We present herein data on US medical education programs and describe how medical schools are adapting to a changing health care environment. The data mainly derive from the 1995-1996 Liaison Committee on Medical Education Medical School Questionnaire, which had a 100% response rate. The data indicate that in the 1995-1996 academic year there were 91 451 full-time faculty members in basic science and clinical departments, a 1.6% increase from 1994-1995. In clinical departments, major increases occurred in emergency medicine (a 10.6% increase in full-time faculty) and family medicine (a 13.5% increase). Applicants for the class entering in 1995 numbered 46591, an increase of 2.7% from 1994; however, the number of first-time applicants decreased slightly (0.6%).

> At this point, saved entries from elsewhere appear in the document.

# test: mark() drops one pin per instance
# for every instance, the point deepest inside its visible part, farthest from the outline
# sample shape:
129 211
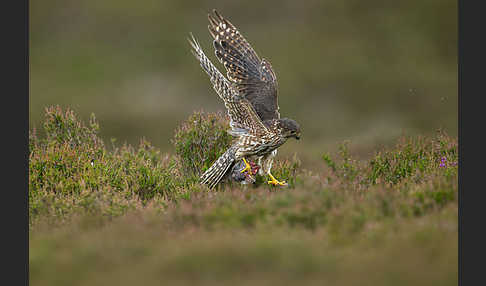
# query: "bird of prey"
249 94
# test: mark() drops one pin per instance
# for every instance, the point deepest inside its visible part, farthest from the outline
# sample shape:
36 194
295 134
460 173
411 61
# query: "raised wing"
243 117
253 78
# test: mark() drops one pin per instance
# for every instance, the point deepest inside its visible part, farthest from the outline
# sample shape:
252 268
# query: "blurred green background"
366 71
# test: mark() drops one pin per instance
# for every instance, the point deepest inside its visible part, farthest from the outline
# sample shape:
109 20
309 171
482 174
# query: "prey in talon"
249 93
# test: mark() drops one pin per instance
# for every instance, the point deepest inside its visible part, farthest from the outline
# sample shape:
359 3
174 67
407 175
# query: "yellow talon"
247 168
275 181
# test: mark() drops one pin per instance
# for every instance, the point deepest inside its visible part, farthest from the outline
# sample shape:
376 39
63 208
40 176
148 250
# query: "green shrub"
70 171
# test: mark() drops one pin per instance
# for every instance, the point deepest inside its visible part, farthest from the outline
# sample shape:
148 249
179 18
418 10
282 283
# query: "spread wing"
243 117
253 78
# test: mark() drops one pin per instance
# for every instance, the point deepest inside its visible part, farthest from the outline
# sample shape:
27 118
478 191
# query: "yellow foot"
276 182
247 167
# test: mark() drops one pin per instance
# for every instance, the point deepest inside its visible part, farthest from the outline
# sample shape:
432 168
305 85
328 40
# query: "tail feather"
219 168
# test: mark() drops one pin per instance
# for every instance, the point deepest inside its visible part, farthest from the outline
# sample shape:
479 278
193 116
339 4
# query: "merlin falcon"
249 94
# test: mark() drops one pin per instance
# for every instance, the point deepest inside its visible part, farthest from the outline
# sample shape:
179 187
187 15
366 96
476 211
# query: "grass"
136 215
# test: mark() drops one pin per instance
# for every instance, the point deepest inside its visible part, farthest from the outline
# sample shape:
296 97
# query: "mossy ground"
135 215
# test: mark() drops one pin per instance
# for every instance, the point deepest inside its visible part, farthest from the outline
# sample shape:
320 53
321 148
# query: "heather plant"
71 171
203 137
138 203
199 141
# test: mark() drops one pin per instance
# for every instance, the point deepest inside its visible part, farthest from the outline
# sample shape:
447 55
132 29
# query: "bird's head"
289 128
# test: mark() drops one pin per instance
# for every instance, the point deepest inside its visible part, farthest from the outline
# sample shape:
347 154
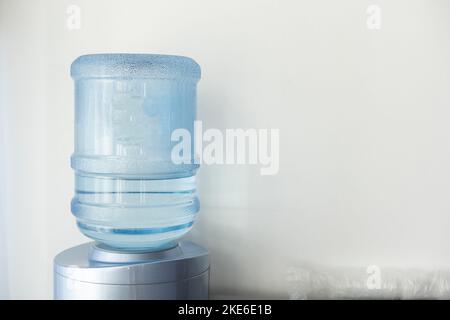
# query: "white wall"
363 116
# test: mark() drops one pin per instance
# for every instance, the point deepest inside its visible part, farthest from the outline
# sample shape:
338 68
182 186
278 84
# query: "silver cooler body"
90 271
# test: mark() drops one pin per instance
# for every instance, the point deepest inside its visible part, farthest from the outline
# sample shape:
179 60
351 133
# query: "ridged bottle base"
135 214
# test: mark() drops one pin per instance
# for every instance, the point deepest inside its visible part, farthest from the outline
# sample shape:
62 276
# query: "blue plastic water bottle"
129 194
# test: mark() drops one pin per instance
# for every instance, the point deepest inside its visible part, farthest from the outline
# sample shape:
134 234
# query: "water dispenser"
130 196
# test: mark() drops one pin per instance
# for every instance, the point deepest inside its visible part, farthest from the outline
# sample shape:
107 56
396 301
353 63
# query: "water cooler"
131 197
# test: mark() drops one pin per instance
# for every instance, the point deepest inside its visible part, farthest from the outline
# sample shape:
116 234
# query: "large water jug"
129 194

Of the 17357 applicants accepted, 2179 (12.6%) were members of underrepresented minority groups. Health system changes are affecting medical school clinical affiliations. During the past 2 years, 42 schools saw a merger, acquisition, or closure involving medical school—owned or medical school—affiliated hospitals used for core clinical clerkships. At 15 sites, this change affected the distribution of students across clinical sites. In 1995-1996, 40 medical schools or their universities owned a health maintenance organization or other managed care organization, 93 schools contracted with a managed care organization to provide primary care services, and 96 schools contracted with managed care to provide specialty services. During the past year, 57 schools acquired primary care physician practices, and 70 started primary care clinics in the community.